There’s a reason why this vibrant metropolis, the capital of Ceara, is one of Brazil’s favorite places to vacation and relax. The balmy climate, beautiful warm-water beaches and outstanding nightlife make this a top spot for both Brazilians and international tourists in the northeastern part of the country.
You’re here to enjoy the glorious beaches and relaxed atmosphere, and there are plenty of hotels that can cater to your every whim and budget. Whether you’re looking for a modern all-inclusive, charming boutique property, or cheap hotel, you’ll find Fortaleza much better value here than southern cities like Rio de Janeiro and Sao Paolo.
Architecture lovers and culture buffs won’t come away from this classic leisure destination feeling shortchanged, however. This city of more than three million was founded over 500 years ago, albeit as a fortress (fortaleza) beset by Dutch and Spanish pirates.

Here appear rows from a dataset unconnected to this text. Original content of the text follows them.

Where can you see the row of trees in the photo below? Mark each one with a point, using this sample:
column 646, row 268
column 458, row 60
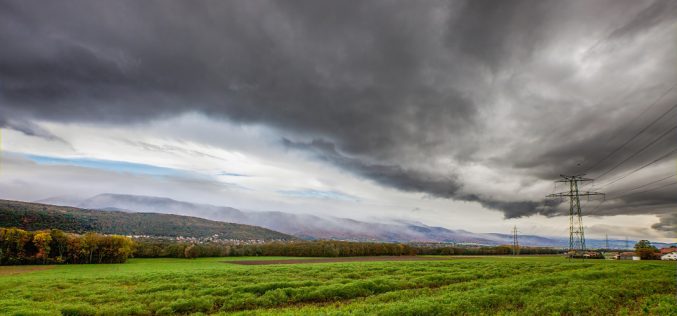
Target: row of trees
column 483, row 251
column 323, row 248
column 18, row 246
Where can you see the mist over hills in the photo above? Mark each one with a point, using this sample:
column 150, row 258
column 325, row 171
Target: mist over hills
column 309, row 226
column 38, row 216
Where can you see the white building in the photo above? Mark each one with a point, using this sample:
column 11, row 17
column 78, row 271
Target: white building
column 669, row 256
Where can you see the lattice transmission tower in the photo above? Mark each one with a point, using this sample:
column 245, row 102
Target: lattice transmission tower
column 576, row 232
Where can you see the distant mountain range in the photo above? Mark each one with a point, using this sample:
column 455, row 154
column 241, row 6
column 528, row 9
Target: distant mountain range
column 34, row 216
column 308, row 226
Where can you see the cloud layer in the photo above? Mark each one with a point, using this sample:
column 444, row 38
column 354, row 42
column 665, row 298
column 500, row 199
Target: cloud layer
column 411, row 95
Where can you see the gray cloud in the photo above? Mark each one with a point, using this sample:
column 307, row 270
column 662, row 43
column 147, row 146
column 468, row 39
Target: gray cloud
column 392, row 86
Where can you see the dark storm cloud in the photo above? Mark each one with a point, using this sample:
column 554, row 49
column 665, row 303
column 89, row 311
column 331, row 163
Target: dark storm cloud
column 416, row 181
column 392, row 86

By the 1800s, the city was growing into a wealthy agricultural hub, thanks to cotton and rubber, despite simmering revolutionary turmoil so far from the government seat in the far-off south of the country.
Today, the city has repackaged its history to cater to this new crowd of visitors. For instance, the 1649 Fortaleza de Nossa Senhora de Assuncao, called Fort Schoonenborch by the pesky Dutch privateers who briefly occupied this precious stretch of coastline, is still in use by the Brazilian military, but partially open to tourists. The old city jail—a surprisingly pretty example of Portuguese colonial architecture—is now the Centro de Turismo do Ceara, with a small museum, art gallery, visitors center and more, most of it free. Dragon of the Sea Cultural Center, convenient to popular Iracema Beach, offers the chance to take a break from working on your tan in order to explore the state history museum. The gothic-Roman 1939 Fortaleza Cathedral is the third largest church in Brazil.
Though the city sprawls, you can explore most of the sites on foot, in between visits to several of Fortaleza’s attractive municipal beaches and the fabulous Central Market. Or, book a city tour, and let an English speaking guide explain the historical significance of the sites while enjoying air conditioned transportation.
Fortaleza also makes a comfortable base for visiting the beaches up and down the coast. Public buses are fairly easy to navigate, or book a tour to Cumbuco, a laid-back fishing village that caters to active travelers with everything from wind and kite surfing to horseback riding to jet skiing; Lagoinha Beach, a bit farther but worth the trip for its almost unspoiled tropical setting and calm lagoon; Canoa Quebrada, famed for its rolling pink sand dunes; and Morro Branco set atop all white cliffs that form what locals call “the labyrinth,” which you can tour.
You could spend up to two weeks in Fortaleza just enjoying it, and some people do.